Doğumdan ölüme kadar, insanların temel becerileri bilinçaltında gelişmektedir. Görme duyusu gibi duyularımız sürekli olarak beynimize veri sağlar. Bu bilgiler beynimiz tarafından işlenir algımız oluşur. Görme hissi de bilgi işleme sonucu oluşmaktadır. Bir görüntünün ne olduğunu anlamak için beynimizin bu bilgiyi renk, şekil, hareket ve detay olarak temsil edebilmesi gerekir. Yapay zekâ, insan zihninin problem çözme ve karar verme yeteneklerini taklit etmek için bilgisayarlardan ve makinelerden yararlanır. Yapay zekâ algoritmalarının bazı eğitim algoritmaları biyolojik öğrenmeden esinlenmiştir. Derin öğrenme, beyinden ilham alan bir yapay zekâ yöntemidir. Eğitim seti adı verilen örnek verilerden öğrenen bir tür makine öğrenmesi algoritmasıdır. Algoritmalar yalnızca eğitim verileriyle eğitilebildiğinden, girdiden özellik çıkarma gibi insan müdahalesine ihtiyaç duyulmaz. Derin öğrenme ağ mimarisi beyne benzerliği nedeniyle yapay sinir ağı olarak da adlandırılır.
Bilgisayarla görü, bilgisayarların dijital görüntülerden veya videolardan nasıl üst düzey bir anlayış kazanabileceğiyle ilgilenen disiplinler arası bir bilim dalıdır. Mühendislik açısından bakıldığında, insan görsel sisteminin yapabileceği görevleri anlamaya ve otomatikleştirmeye çalışır. Yapay zekâ destekli bilgisayarlı görü, canlılardaki görsel algı süreçlerini matematiksel olarak modellemeyi ve bilgisayarların kapasitesini kullanarak bu görsel yetenekleri taklit etmeyi sağlayan modeller ve algoritmalar geliştirmeyi amaçlayan bir yapay zekâ alanıdır. Bu alandaki gelişmeler, bilgisayarların insan yardımı olmadan görüntüler hakkında çıkarımlarda bulunabileceğini göstermektedir. İnsanlar çevresindeki dünyayı zahmetsizce algılayabildiği için bu basit bir işlem gibi görünür fakat bir bilgisayara insan gibi görmeyi öğretmek oldukça zordur.

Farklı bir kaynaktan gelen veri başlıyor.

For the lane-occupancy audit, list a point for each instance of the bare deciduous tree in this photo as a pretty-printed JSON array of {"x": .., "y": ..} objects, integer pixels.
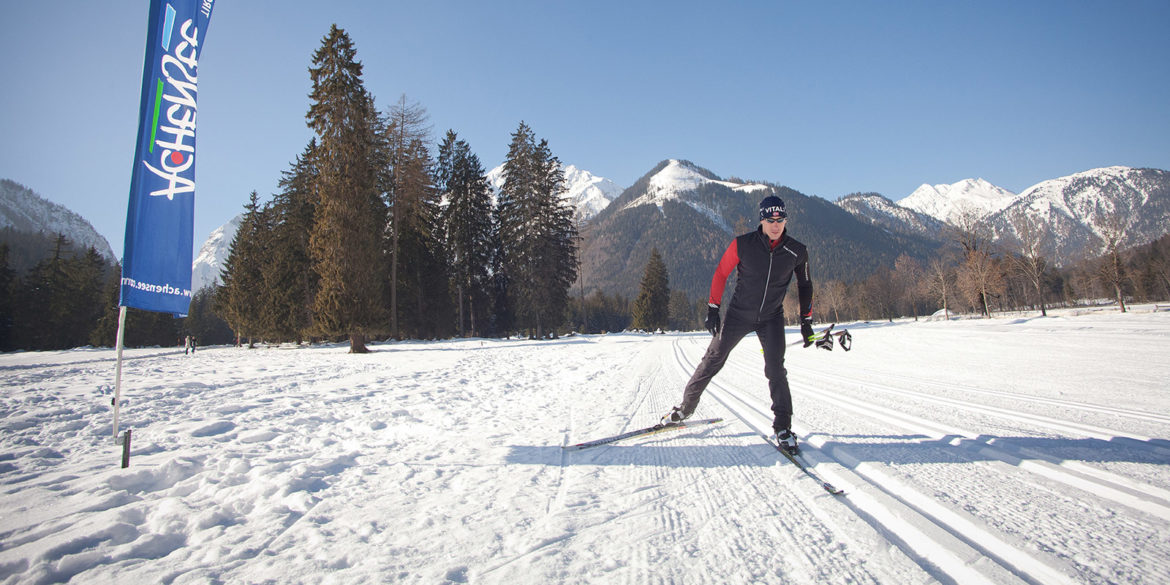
[
  {"x": 1031, "y": 239},
  {"x": 941, "y": 282},
  {"x": 1112, "y": 270}
]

Yakın zamana kadar, bilgisayarla görü yalnızca sınırlı bir kapasitede çalışıyordu. Yapay zekâdaki ilerlemeler ve derin öğrenme ve sinir ağlarındaki yenilikler sayesinde bu alan son yıllarda büyük atılımlar yapabilmiş ve nesneleri algılama ve etiketleme ile ilgili bazı görevlerde insanları geçmeyi başarmıştır. Bilgisayarlı görü başarısının arkasındaki itici faktörlerden bazıları, günümüzde yüksek miktarlarda üretilen ve bilgisayarlı görü yöntemlerini eğitmek için kullanılan etiketli veri miktarı ve yüksek işlem kapasitesine sahip donanımlar yardımı ile eğitilebilen karmaşık modellerdir. Karmaşık modellerin çok sayıda etiketli veri ile eğitilmesi yüksek başarımlara ulaşsa da beraberinde bazı problemler getirmektedir. Örneğin etiketli verinin az bulunduğu alanlarda yüksek performanslı modeller eğitmek ve karmaşık modellerin gerçek zamanlı sistemlerde çalıştırılması hâlâ açık bir problemdir.